A long debated €5 tourist tax was finally approved by Venice’s city council in a bid to counter over-tourism and depopulation.
The decision on Tuesday will see the long-awaited regulation to tax day visitors to visit the city come into force next year.
The new tax will be implemented over 30 non-consecutive days in 2024, falling on the busiest long weekends in the spring and regular weekends in the summer, according to an announcement on the city’s website.
Exact dates will be announced in the coming weeks, it said.

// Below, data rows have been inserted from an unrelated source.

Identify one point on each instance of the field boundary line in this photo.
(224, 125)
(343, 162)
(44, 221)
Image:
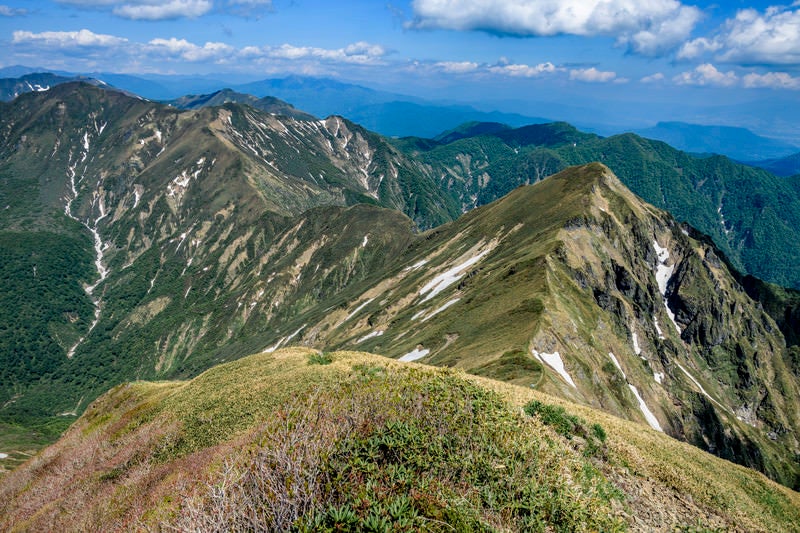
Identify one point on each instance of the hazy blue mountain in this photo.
(740, 144)
(783, 166)
(403, 118)
(270, 104)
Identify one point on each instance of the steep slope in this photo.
(10, 88)
(224, 231)
(300, 440)
(155, 213)
(752, 215)
(578, 288)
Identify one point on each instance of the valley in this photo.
(614, 275)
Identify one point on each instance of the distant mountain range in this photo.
(739, 144)
(387, 113)
(783, 166)
(143, 241)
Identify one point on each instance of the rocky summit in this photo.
(145, 242)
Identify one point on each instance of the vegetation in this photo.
(271, 442)
(760, 211)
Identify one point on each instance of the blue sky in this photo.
(470, 50)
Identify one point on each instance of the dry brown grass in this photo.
(144, 452)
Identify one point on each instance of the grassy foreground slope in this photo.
(301, 440)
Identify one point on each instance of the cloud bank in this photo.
(647, 28)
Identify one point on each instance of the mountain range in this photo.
(147, 242)
(739, 144)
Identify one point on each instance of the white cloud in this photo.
(707, 74)
(648, 27)
(161, 10)
(171, 9)
(772, 37)
(456, 67)
(771, 80)
(362, 53)
(191, 52)
(653, 78)
(698, 47)
(592, 75)
(753, 37)
(6, 11)
(68, 39)
(525, 71)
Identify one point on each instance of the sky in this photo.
(501, 52)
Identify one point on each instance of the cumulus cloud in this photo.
(707, 75)
(67, 39)
(183, 49)
(772, 37)
(771, 80)
(653, 78)
(161, 10)
(647, 27)
(753, 37)
(6, 11)
(171, 9)
(362, 53)
(592, 75)
(525, 71)
(698, 47)
(456, 67)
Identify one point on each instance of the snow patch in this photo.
(417, 353)
(553, 360)
(636, 348)
(442, 308)
(658, 329)
(616, 364)
(663, 275)
(416, 265)
(447, 278)
(370, 336)
(357, 309)
(648, 414)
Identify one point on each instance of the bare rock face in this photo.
(215, 233)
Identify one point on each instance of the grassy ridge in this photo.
(286, 440)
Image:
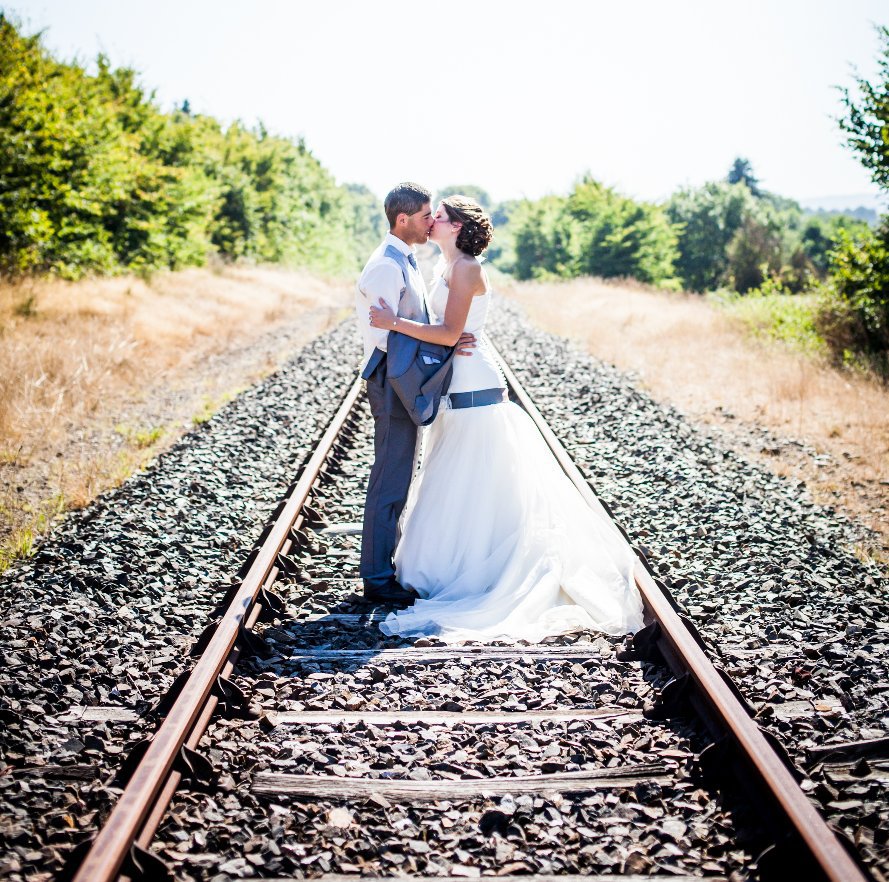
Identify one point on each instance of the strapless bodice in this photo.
(478, 309)
(479, 370)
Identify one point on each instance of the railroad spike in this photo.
(232, 702)
(713, 765)
(673, 700)
(751, 710)
(196, 770)
(311, 516)
(162, 708)
(643, 646)
(286, 565)
(245, 567)
(206, 636)
(251, 644)
(131, 761)
(668, 593)
(273, 605)
(226, 600)
(142, 865)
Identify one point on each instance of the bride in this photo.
(495, 539)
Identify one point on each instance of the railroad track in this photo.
(575, 731)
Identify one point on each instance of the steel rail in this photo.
(139, 800)
(828, 851)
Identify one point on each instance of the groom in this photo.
(391, 274)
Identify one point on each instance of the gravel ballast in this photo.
(104, 613)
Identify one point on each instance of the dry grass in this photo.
(692, 355)
(98, 376)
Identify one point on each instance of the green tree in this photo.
(741, 172)
(855, 314)
(614, 236)
(708, 218)
(541, 239)
(866, 120)
(854, 318)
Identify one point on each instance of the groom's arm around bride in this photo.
(392, 275)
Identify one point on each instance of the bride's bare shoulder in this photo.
(467, 274)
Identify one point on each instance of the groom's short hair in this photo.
(407, 197)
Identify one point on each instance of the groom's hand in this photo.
(466, 344)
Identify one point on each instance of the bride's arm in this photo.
(466, 281)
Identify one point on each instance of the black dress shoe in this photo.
(389, 592)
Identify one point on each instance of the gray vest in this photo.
(412, 300)
(411, 305)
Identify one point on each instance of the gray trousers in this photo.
(395, 440)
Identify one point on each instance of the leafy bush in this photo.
(96, 178)
(593, 231)
(854, 318)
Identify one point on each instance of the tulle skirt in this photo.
(498, 542)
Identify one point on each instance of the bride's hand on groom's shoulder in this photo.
(382, 316)
(466, 344)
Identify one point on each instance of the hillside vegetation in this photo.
(97, 179)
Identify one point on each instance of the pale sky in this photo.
(520, 98)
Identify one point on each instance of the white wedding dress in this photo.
(495, 538)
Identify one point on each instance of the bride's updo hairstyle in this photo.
(477, 230)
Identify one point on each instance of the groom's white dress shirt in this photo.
(381, 277)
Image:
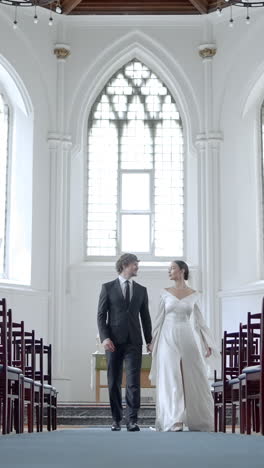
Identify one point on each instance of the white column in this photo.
(60, 156)
(208, 145)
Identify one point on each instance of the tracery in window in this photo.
(4, 130)
(135, 168)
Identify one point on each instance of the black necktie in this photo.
(127, 294)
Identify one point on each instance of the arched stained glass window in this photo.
(262, 170)
(4, 131)
(135, 197)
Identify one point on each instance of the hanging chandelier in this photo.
(242, 3)
(54, 6)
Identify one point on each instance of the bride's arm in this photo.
(206, 337)
(158, 322)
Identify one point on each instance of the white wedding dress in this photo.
(181, 339)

In general, the fee will apply to all day tourists over the age of 14.
Overnight travellers are exempt, although they have been subject to a separate tourist tax implemented in 2011. This tax varies by travel season, accommodation type and location, according to the city’s website — and is usually between €1 and €5 per person per night, for the first five nights of a stay.
The new tax, first suggested in 2019 but delayed due to the pandemic, is an attempt to “protect the city from mass tourism,” Luigi Brugnaro, Venice’s mayor, posted on X/Twitter.
“We will carry out an experiment with great humility and will try not to harm anyone,” he said, according to a translation of the post after the measure was passed by 24 votes to 12 amid a stormy city council debate.
However, opposition councillors voiced doubt on whether the charge will deter visitors as there will be no cap on the number of tourists able to enter the World Heritage city on any given day.
The mayor insisted: “We need to find a system which will protect the city from mass tourism.
“This is an invitation to day trippers not to come here on certain days and if they do come, to make a booking and ay a contribution.”